If you are a DO or osteopathic student member of the AOA in need of professional advocacy or support, please send us an email at firstname.lastname@example.org.
The following list includes recent examples of legal advocacy work the AOA has championed on behalf of its members. This page will be continuously updated with new information as it becomes available. Learn more about our advocacy initiatives on The DO and stay up to date on social media with #AOAinAction.
In December 2020, the AOA and seven individual physicians filed a lawsuit against the American Board of Internal Medicine (ABIM) challenging a policy stating that residency and fellowship program directors must be ABIM-certified in order to qualify residents for the ABIM exam.

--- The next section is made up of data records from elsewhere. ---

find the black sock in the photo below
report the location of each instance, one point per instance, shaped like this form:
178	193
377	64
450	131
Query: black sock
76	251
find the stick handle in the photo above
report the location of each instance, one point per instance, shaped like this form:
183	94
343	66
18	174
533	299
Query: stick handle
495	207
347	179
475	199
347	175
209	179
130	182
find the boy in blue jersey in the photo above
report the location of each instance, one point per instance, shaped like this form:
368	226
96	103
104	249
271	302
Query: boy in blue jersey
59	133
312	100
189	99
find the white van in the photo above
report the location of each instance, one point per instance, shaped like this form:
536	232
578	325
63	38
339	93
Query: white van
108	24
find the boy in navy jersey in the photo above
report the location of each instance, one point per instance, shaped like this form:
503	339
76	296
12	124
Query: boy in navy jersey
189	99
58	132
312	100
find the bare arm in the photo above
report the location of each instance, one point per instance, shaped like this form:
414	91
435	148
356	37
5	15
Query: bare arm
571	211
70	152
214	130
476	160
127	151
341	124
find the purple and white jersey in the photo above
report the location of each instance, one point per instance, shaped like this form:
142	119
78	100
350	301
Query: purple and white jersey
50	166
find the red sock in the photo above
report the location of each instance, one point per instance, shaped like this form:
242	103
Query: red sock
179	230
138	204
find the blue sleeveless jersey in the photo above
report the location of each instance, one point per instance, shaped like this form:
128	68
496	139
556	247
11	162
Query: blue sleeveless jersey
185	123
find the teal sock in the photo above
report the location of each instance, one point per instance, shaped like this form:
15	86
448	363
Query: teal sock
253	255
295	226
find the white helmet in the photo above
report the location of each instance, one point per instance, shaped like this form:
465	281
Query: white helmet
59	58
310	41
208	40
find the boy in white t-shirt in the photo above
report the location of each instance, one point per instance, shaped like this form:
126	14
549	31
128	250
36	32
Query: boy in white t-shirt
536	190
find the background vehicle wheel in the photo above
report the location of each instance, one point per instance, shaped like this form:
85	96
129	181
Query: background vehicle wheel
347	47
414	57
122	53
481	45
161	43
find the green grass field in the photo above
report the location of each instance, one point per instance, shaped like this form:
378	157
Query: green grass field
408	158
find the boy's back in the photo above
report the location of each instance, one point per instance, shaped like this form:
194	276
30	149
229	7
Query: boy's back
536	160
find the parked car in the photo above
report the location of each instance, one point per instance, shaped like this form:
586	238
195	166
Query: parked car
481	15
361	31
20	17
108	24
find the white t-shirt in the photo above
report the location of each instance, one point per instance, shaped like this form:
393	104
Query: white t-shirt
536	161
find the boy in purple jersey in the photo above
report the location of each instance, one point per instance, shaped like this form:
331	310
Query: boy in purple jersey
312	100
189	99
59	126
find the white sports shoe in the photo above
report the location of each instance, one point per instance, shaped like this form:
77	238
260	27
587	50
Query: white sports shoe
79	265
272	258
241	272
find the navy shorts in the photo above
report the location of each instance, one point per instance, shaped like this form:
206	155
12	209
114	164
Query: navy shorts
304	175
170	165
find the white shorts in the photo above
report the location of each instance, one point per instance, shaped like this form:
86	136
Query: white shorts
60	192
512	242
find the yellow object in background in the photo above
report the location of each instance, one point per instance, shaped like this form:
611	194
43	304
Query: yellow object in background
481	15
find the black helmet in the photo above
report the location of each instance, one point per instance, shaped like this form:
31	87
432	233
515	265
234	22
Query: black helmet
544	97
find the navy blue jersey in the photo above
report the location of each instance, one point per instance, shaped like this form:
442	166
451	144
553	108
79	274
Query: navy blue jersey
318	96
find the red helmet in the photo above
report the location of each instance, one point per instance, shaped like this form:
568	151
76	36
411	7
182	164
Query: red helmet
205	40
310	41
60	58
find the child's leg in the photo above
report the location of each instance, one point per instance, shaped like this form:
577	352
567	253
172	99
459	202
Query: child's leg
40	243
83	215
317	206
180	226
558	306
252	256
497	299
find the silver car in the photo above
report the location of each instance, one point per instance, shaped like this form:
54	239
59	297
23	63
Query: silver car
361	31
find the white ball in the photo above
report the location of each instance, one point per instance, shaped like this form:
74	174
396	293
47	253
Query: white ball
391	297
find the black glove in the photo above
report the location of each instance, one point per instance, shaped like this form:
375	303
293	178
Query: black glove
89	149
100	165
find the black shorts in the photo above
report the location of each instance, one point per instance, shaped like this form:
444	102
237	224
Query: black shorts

The policy disadvantages DOs certified by the American Osteopathic Board of Internal Medicine (AOBIM), who are fully qualified to serve as ACGME residency program directors.
The AOA and individual physicians have asked the court to enter an injunction barring the ABIM from implementing the policy. “The only purpose served by the ABIM requirement is to create a competitive advantage for the ABIM. This is harmful to program directors, residents and our graduate medical education system at-large,” said AOA CEO Kevin M. Klauer, DO, EJD.
The AOA continually advocates on behalf of osteopathic medical students and residents who encounter discrimination from audition rotation sites and residency programs that exclude DO applicants. Students who encounter these obstacles should inform their school’s administration and report the behavior to the AOA at email@example.com.
The following list summarizes recent AOA advocacy efforts on behalf of osteopathic students and trainees:
In late 2020, the AOA was contacted by a DO who was seeking, and had been denied, eligibility for subspecialty certification in neurocritical care through the Committee on Advanced Subspecialty Training (CAST) program. The DO, who is certified by the American Osteopathic Board of Psychiatry and Neurology, had completed an osteopathic neurology residency program and a fellowship in stroke and neurocritical care at Duke. As a result of AOA advocacy on the physician’s behalf, CAST subsequently awarded the certification.
In April 2021, the AOA was contacted by an osteopathic affiliate organization regarding a physician who faced obstacles promoting his facial plastic surgery specialization on Real Self, an online healthcare marketplace focused on plastic surgery, dermatology and minimally-invasive treatments. A Real Self policy required physicians listed as specializing in facial plastic surgery to have trained in fellowships accredited by the American Academy of Facial Plastic and Reconstructive Surgery (AAFPRS). Eligibility for such fellowships is limited to physicians who complete ACGME training in ENT or plastic surgery and obtain certification through the American Board of Otolaryngology or the American Board of Plastic Surgery. Osteopathic training and certification were not recognized. Following advocacy by the AOA, Real Self amended the policy to align the credentialing process for DOs and MDs and recognize osteopathic training and certification for AOA board-certified facial plastic surgeons.